I’ve decided that it’s way past the time to fuel my body better. My body has been asking for better nutrition. It’s now receiving better nutrition. And it has responded admirably. My intake of insulin has been cut back drastically in just three days. Plus I’m eating real food, making good choices, being accountable and preparing it myself. Some of you may know I don’t like to cook for myself. It isn’t that I’m unable to cook, I’m pretty good at it. I just don’t enjoy it when it’s only to feed myself. But even I am full of surprises.

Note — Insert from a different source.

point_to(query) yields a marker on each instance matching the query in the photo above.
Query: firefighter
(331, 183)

Last night I looked at what was available in the fridge. There were many good choices. I decided to use some zucchini noodles paired with a small amount of thin spaghetti and shrimp. But I needed a sauce. I have some pesto but felt it was just too much fat since I would probably use more pesto than I should. Having perused some recipe sites I came up with my own idea. I put less than a teaspoon of olive oil in a small skillet and sautéed a little minced garlic. Then I added some non-fat evaporated milk (maybe 2 T) and let that heat. To that I added 2 T of low fat whipped cream cheese and a healthy dollop of dill mix and ground pepper as seasoning. I added the shrimp to the sauce and heated them through. I heated the zoodles and pasta in another skillet, then added the sauce and shrimp and tossed. Voila! A healthy and filling dinner. And NO guilt.
I’m learning. I need to learn that small steps are okay and I should find contentment in the little changes. I’m doing things I’ve never done before and learning that these changes aren’t killing me…haha. I will keep praying for the strength to take care of myself because I’m tired of watching the illnesses pile up.